Crypto Price Dynamics

The report below outlines a multi-factor model developed to predict cryptocurrency prices by integrating market data, sentiment analysis, and macroeconomic indicators. The work is part of the Ocean Protocol competition hosted on Desights. Data was collected from sources including Binance, Yahoo Finance, CoinMarketCap, Google Trends, and macroeconomic databases like the World Bank and FRED.

Data Collection and Preparation:
The dataset includes over 1 million rows of OHLCV data for 1,439 unique cryptocurrency symbols. Supplementary data was gathered on market sentiment through the Fear & Greed Index, coin fundamentals, and Google search trends. Macroeconomic factors such as inflation, GDP, and interest rates were also incorporated.

Feature Engineering:
Features were created from the collected data, including moving averages, liquidity factors, sentiment buckets, and macroeconomic trends. These features were used to train LGBMRegressor models, with the best model achieving an R-squared of 0.645, indicating a reasonable level of predictive accuracy.

Key Findings:

  1. Sentiment Indicators: The Fear & Greed Index showed strong correlations with price trends, with values exceeding 0.94.
  2. Macroeconomic Influence: While valuable, macroeconomic features had a lesser impact compared to sentiment and market data.
  3. Trading Volume Correlation: High trading volumes were consistently aligned with price increases, indicating strong market interest.

Conclusion:
This work is ongoing, with further model development and data preparation planned. Suggestions from the Numerai community are highly valued to improve the model’s accuracy and robustness.

For a detailed methodology and results, the full report is available here.
Additional details and the code can be found in the GitHub repository.

6 Likes

great work Ana as always :100: :boom:

2 Likes

Hi @whiterider
That’s great! :smiley:

1 Like

would you mind share the process and data that supports your claim?

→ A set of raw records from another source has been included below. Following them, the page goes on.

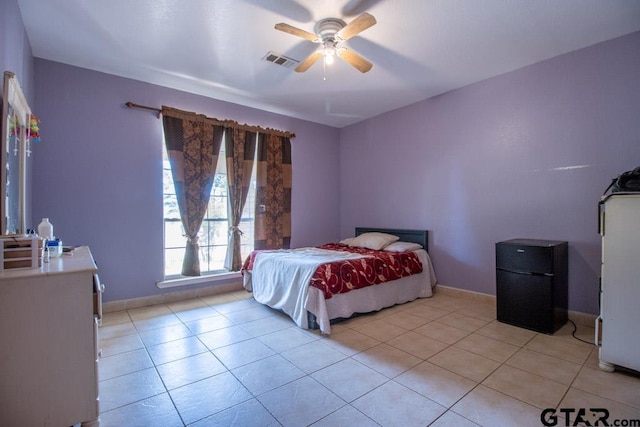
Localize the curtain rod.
[124,101,296,138]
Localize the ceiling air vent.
[262,51,300,68]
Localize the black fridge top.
[496,239,567,247]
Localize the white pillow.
[384,242,422,252]
[349,232,400,251]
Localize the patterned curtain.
[225,128,256,271]
[162,107,224,276]
[254,134,291,249]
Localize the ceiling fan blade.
[296,49,322,73]
[336,12,377,41]
[275,22,320,42]
[342,0,382,16]
[338,49,373,73]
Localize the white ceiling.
[18,0,640,127]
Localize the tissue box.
[0,237,43,271]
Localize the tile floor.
[99,291,640,427]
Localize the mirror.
[0,71,31,236]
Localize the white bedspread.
[251,248,364,329]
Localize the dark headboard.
[356,227,429,252]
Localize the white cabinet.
[596,193,640,371]
[0,247,101,426]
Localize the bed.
[242,227,436,334]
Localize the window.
[162,134,256,279]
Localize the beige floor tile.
[454,334,520,363]
[352,381,446,427]
[92,289,616,427]
[224,306,274,325]
[476,320,536,347]
[438,312,489,332]
[482,365,569,409]
[506,348,581,385]
[213,338,275,369]
[100,393,183,427]
[453,385,541,427]
[559,388,640,426]
[353,319,407,341]
[140,323,193,347]
[430,411,478,427]
[584,347,600,369]
[553,322,595,348]
[385,310,429,330]
[198,326,253,350]
[174,303,221,323]
[169,372,253,424]
[231,354,305,396]
[572,368,640,409]
[147,337,207,365]
[405,304,451,321]
[189,399,281,427]
[387,331,449,360]
[241,315,292,337]
[458,303,496,321]
[102,310,131,326]
[525,334,592,364]
[212,298,264,314]
[100,368,166,412]
[258,327,319,352]
[98,322,138,340]
[167,298,209,313]
[311,359,389,402]
[258,376,346,426]
[133,313,182,332]
[323,330,380,356]
[428,347,500,382]
[186,316,234,334]
[127,304,173,321]
[394,362,478,408]
[99,334,144,357]
[352,343,422,378]
[413,320,470,344]
[98,348,153,381]
[200,292,238,308]
[157,352,227,390]
[281,340,347,374]
[312,405,380,427]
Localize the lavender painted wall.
[340,32,640,313]
[31,59,339,301]
[0,0,33,100]
[0,0,34,224]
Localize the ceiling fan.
[275,12,376,73]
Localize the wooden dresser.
[0,247,102,427]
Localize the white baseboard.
[435,283,598,328]
[102,282,244,313]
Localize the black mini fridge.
[496,239,568,334]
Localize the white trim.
[156,271,242,289]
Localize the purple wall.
[340,32,640,313]
[0,0,33,100]
[6,0,640,313]
[0,0,34,218]
[31,59,339,301]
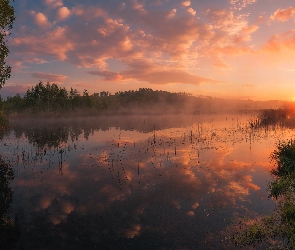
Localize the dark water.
[0,115,294,249]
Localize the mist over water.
[1,114,294,249]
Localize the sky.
[0,0,295,101]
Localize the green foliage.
[232,140,295,249]
[0,111,9,129]
[271,140,295,177]
[0,0,15,88]
[3,82,199,113]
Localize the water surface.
[0,114,294,249]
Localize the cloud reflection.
[3,114,280,249]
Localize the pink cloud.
[31,11,51,28]
[87,60,218,85]
[44,0,63,8]
[57,7,71,21]
[270,7,295,22]
[182,1,191,7]
[32,72,68,83]
[11,0,258,84]
[263,30,295,52]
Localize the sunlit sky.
[4,0,295,100]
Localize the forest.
[0,81,291,115]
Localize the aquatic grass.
[270,139,295,177]
[232,139,295,249]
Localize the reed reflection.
[4,114,284,249]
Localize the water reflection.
[0,157,19,249]
[1,116,290,249]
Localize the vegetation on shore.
[232,140,295,249]
[0,81,295,115]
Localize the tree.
[0,0,15,88]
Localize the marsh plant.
[232,140,295,249]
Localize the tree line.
[0,81,197,113]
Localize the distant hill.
[0,82,293,114]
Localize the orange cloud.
[45,0,63,8]
[32,73,68,83]
[31,11,51,28]
[182,1,191,7]
[270,7,295,22]
[57,7,71,21]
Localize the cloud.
[182,1,191,7]
[57,7,71,21]
[187,8,197,16]
[31,11,51,28]
[44,0,63,8]
[230,0,256,10]
[32,72,68,83]
[87,60,218,85]
[263,30,295,52]
[11,0,258,84]
[270,7,295,22]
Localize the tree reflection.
[232,140,295,249]
[0,156,19,249]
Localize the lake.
[0,114,294,249]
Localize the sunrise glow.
[1,0,295,101]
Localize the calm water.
[0,115,294,249]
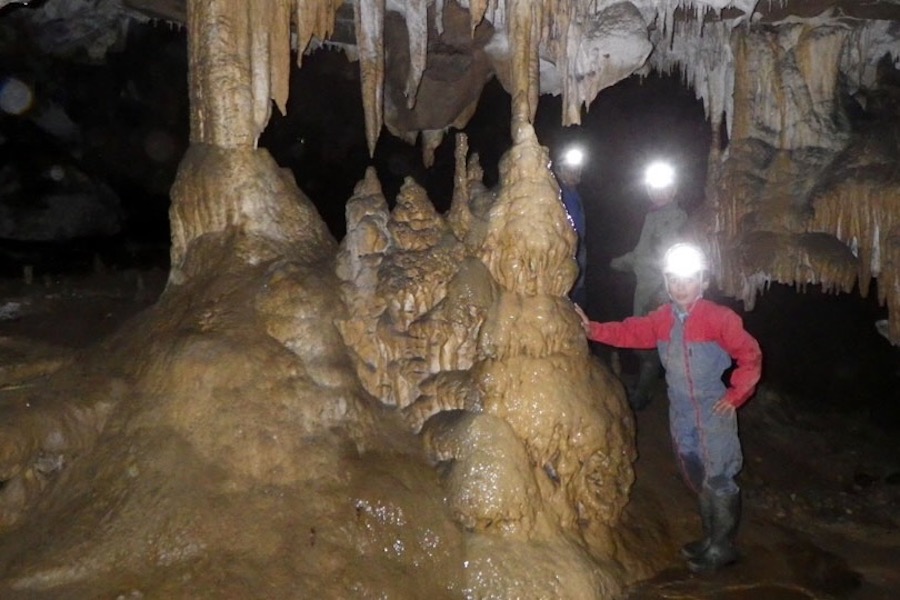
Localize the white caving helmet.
[562,146,584,169]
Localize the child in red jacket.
[578,244,762,572]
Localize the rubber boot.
[681,488,713,560]
[628,350,659,411]
[688,494,741,573]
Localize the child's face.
[666,273,707,310]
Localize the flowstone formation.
[338,123,642,598]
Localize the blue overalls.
[657,306,743,496]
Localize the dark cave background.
[0,20,900,430]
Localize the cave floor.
[0,269,900,600]
[629,370,900,600]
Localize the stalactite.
[294,0,343,67]
[268,0,295,116]
[812,181,900,304]
[354,0,385,155]
[422,129,446,168]
[508,0,542,123]
[403,0,428,108]
[447,133,472,240]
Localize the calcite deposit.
[337,122,634,598]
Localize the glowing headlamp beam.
[644,162,675,190]
[663,244,706,277]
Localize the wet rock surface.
[0,271,900,600]
[628,382,900,600]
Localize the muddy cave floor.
[0,268,900,600]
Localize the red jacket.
[588,298,762,408]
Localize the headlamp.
[663,244,707,277]
[562,148,584,167]
[644,161,675,190]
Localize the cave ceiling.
[0,0,900,341]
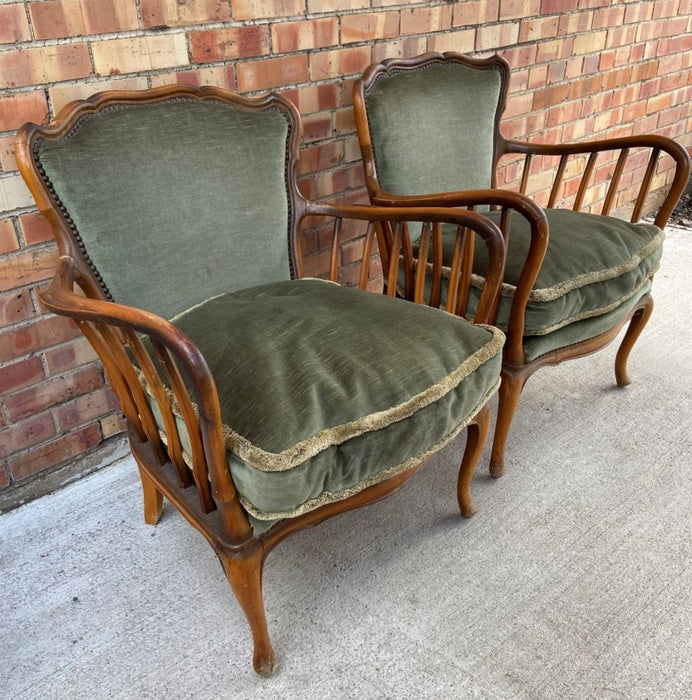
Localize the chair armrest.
[305,202,505,323]
[318,194,549,364]
[503,134,690,228]
[40,256,250,543]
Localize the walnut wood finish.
[16,86,504,676]
[353,52,690,476]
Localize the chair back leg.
[615,294,654,386]
[217,542,277,678]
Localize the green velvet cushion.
[39,98,290,318]
[365,64,502,195]
[166,280,504,521]
[416,209,664,339]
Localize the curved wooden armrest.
[40,256,251,543]
[503,134,690,228]
[305,202,505,323]
[330,194,549,363]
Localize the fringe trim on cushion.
[426,231,666,302]
[168,277,341,323]
[524,272,659,337]
[137,324,505,472]
[239,379,500,520]
[223,326,505,472]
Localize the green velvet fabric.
[166,280,504,521]
[414,209,664,337]
[365,64,501,195]
[40,99,290,318]
[524,280,651,362]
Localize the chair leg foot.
[490,373,528,479]
[135,460,163,525]
[219,547,277,678]
[457,406,490,518]
[615,294,654,386]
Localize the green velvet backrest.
[365,62,503,195]
[38,96,291,318]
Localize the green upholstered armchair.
[16,86,504,675]
[354,53,689,476]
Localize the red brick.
[452,0,500,27]
[519,17,560,41]
[232,0,302,19]
[5,366,103,421]
[308,0,370,13]
[625,2,654,24]
[0,464,10,490]
[140,0,230,27]
[591,5,628,29]
[400,5,452,39]
[499,0,541,21]
[282,83,340,116]
[48,76,149,113]
[8,425,101,481]
[302,112,332,142]
[272,15,340,53]
[0,291,34,327]
[0,246,58,292]
[0,43,91,88]
[0,91,48,131]
[541,0,578,15]
[189,25,269,63]
[0,2,31,44]
[91,34,188,75]
[99,413,127,439]
[19,211,53,245]
[237,54,308,92]
[428,29,476,55]
[44,336,98,375]
[29,0,138,39]
[0,413,56,457]
[299,142,344,175]
[55,388,118,432]
[0,357,44,394]
[0,219,19,254]
[0,316,79,362]
[310,46,370,80]
[0,134,17,173]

Thank you for your interest! I’m happy to share more details on the process and data behind. Here’s a brief overview:

Data Collection:

For the 1,439 unique cryptocurrency symbols from the train_targets.parquet dataset, the following data was downloaded and processed:

  • OHLCV Data: Collected from Binance and Yahoo Finance The data captures daily open, high, low, close, and volume data for each symbol.
  • Coin Information: Collected from CoinMarketCap coin information: circulating_supply, total_supply, market_cap, is_active, source_code(relevant information for open source projects), name, keywords.
  • Sentiment Data: The Fear & Greed Index was gathered from Alternative.me, providing market sentiment insights, ranging from extreme fear to extreme greed.
  • Google Trends: Search trend data was pulled from Google Trends to capture public interest in specific cryptocurrencies. Note: This is not yet integrated in the features and in the prediction model.
  • Macroeconomic Data: Inflation, GDP, and interest rate data were sourced from the World Bank, FRED (Federal Reserve Economic Data), and Trading Economics, focusing on key global economies.

Feature Engineering:

Several features are engineered to build the model:

  • Moving Averages (MA): Calculated across different time periods (1, 7, 30 days) to capture price trends.

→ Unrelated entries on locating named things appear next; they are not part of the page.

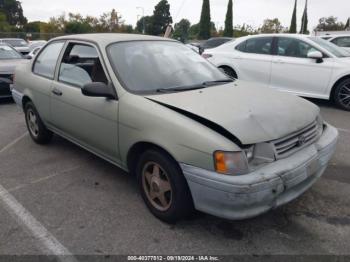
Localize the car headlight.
[214,151,249,175]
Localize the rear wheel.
[137,150,194,223]
[219,66,238,79]
[333,78,350,111]
[24,102,52,144]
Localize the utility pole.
[136,6,146,34]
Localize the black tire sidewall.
[333,78,350,111]
[136,150,194,223]
[24,102,52,144]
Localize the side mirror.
[307,51,323,63]
[81,82,116,99]
[198,46,204,55]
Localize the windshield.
[310,37,350,57]
[0,45,22,59]
[3,39,28,47]
[108,41,232,93]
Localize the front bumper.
[181,125,338,220]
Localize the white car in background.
[322,35,350,52]
[203,34,350,111]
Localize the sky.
[21,0,350,29]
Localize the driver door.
[270,37,333,97]
[51,42,119,162]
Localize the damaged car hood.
[147,81,319,145]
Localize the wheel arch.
[329,74,350,100]
[126,141,181,174]
[218,64,238,78]
[22,95,32,110]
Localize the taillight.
[202,54,213,59]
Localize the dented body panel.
[181,125,338,220]
[149,80,319,145]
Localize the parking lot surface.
[0,100,350,255]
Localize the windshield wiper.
[156,84,206,93]
[156,78,234,93]
[202,78,234,86]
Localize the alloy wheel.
[338,82,350,109]
[142,162,173,211]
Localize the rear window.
[236,37,273,55]
[33,42,64,79]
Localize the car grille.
[272,121,320,159]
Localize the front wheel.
[24,102,52,144]
[333,78,350,111]
[137,150,194,223]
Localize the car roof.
[0,38,25,41]
[51,33,177,46]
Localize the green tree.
[0,0,27,27]
[344,18,350,30]
[136,16,153,35]
[152,0,173,35]
[173,19,191,43]
[64,21,93,34]
[316,16,344,31]
[224,0,233,37]
[198,0,211,39]
[300,0,309,35]
[260,18,283,34]
[289,0,297,34]
[23,21,41,33]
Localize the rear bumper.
[0,77,12,98]
[11,88,23,108]
[181,125,338,220]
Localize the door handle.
[52,88,63,96]
[274,59,285,64]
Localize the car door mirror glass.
[81,82,116,99]
[307,51,323,59]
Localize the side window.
[236,41,247,52]
[245,37,272,55]
[332,36,350,47]
[58,44,108,88]
[33,42,64,79]
[277,38,319,58]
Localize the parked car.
[203,34,350,110]
[29,40,47,51]
[0,38,30,55]
[199,37,234,54]
[26,46,43,59]
[0,43,27,98]
[327,35,350,52]
[13,34,338,222]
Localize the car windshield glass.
[0,45,22,59]
[310,37,350,57]
[3,39,28,47]
[108,41,232,93]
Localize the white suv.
[203,34,350,111]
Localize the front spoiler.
[181,125,338,220]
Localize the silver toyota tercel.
[13,34,338,222]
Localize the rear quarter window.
[33,42,64,79]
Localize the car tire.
[136,149,194,224]
[219,66,238,79]
[24,102,53,145]
[333,78,350,111]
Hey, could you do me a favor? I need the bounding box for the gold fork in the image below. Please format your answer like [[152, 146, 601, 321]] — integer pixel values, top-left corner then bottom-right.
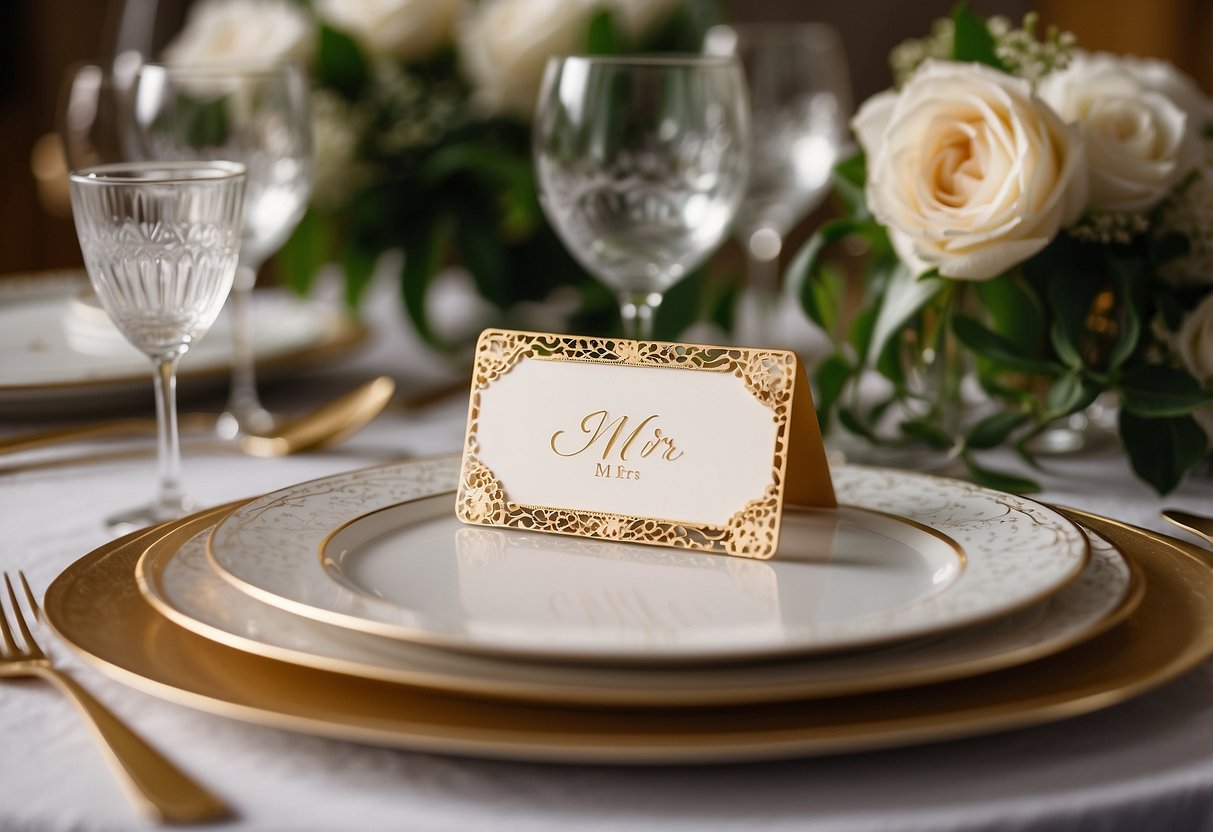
[[0, 572, 228, 824]]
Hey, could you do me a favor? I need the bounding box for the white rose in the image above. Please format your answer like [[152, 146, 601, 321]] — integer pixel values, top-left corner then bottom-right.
[[1120, 55, 1213, 132], [853, 61, 1086, 280], [1172, 295, 1213, 391], [315, 0, 465, 61], [164, 0, 315, 64], [457, 0, 596, 118], [1172, 295, 1213, 439], [1040, 55, 1201, 211]]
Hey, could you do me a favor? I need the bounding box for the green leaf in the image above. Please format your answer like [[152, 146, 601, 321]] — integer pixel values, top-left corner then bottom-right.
[[838, 408, 884, 445], [972, 272, 1044, 355], [964, 410, 1027, 450], [813, 355, 852, 431], [964, 454, 1041, 494], [1107, 257, 1144, 371], [400, 217, 450, 352], [315, 24, 370, 98], [1121, 364, 1213, 418], [898, 418, 956, 451], [1048, 264, 1106, 370], [341, 243, 378, 309], [865, 264, 949, 371], [785, 218, 883, 332], [832, 152, 872, 220], [586, 8, 627, 55], [455, 209, 514, 308], [1120, 410, 1208, 494], [274, 211, 332, 295], [952, 315, 1057, 372], [653, 268, 707, 341], [951, 2, 1007, 72], [847, 306, 881, 365], [951, 2, 1007, 72], [1044, 372, 1094, 418], [1049, 318, 1082, 370]]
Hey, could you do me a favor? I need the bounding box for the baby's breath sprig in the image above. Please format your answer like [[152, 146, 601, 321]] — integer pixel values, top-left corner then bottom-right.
[[889, 17, 956, 87], [987, 12, 1077, 84]]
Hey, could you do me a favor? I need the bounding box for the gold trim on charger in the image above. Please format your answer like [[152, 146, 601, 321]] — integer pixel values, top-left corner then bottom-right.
[[135, 495, 1145, 707], [44, 506, 1213, 764]]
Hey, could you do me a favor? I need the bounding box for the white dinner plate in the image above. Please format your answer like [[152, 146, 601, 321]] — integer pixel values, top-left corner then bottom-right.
[[207, 457, 1089, 662], [0, 270, 366, 415], [136, 521, 1144, 707]]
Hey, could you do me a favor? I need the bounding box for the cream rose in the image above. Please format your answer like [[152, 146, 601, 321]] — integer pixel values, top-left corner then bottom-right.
[[1172, 295, 1213, 391], [164, 0, 315, 64], [1172, 295, 1213, 439], [853, 61, 1087, 280], [315, 0, 465, 61], [1118, 55, 1213, 132], [1040, 55, 1201, 212], [457, 0, 597, 118]]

  • Rate of Change (RoC): Measures the percentage change in the close price over different intervals to assess price momentum.

  • Exponential Moving Averages (EMA): Provides a weighted average of close prices, giving more emphasis to recent data for quick trend detection.

  • Price Lag Features: Includes features like close_lag_1, close_lag_7, and close_lag_30, which capture the lagged close prices over different timeframes.

  • Percent Change (Pct Chg): Represents the percentage change in the close price over a 30-day window (pct_chg_30).

  • Volatility Measures: Derived from the variance in the close price over certain periods to assess market risk.

  • Liquidity and Size Factors: Derived from trading volumes and market capitalization data.

  • Sentiment Interaction Features: Combined the Fear & Greed Index with price trend data, which showed strong correlations.


    Screenshot 2024-09-20 at 09.56.52

  • Macroeconomic Factors: Integrated overall inflation, interest rates, and GDP as weighted global metrics to capture external economic influences.

Access to Data and Code:

The code is available at the GitHub repository I shared in the initial post. Running each notebook will give you access to the data itself. PS: some environment variables are needed if you want to run all the notebooks. Specifically, you will need the following:

  • COINMARKETCAP_API_KEY
  • WORLD_BANK_API_KEY
  • STLOUISFED_API_KEY

You can add these keys to the .env file, and everything should run smoothly. These API keys are free to obtain.

I hope my response contains the information you requested. If not, please let me know. Also, if you notice something off, feel free to point it out.

4 Likes

Amazing work, thank you for sharing!

Very interesting, thanks for sharing.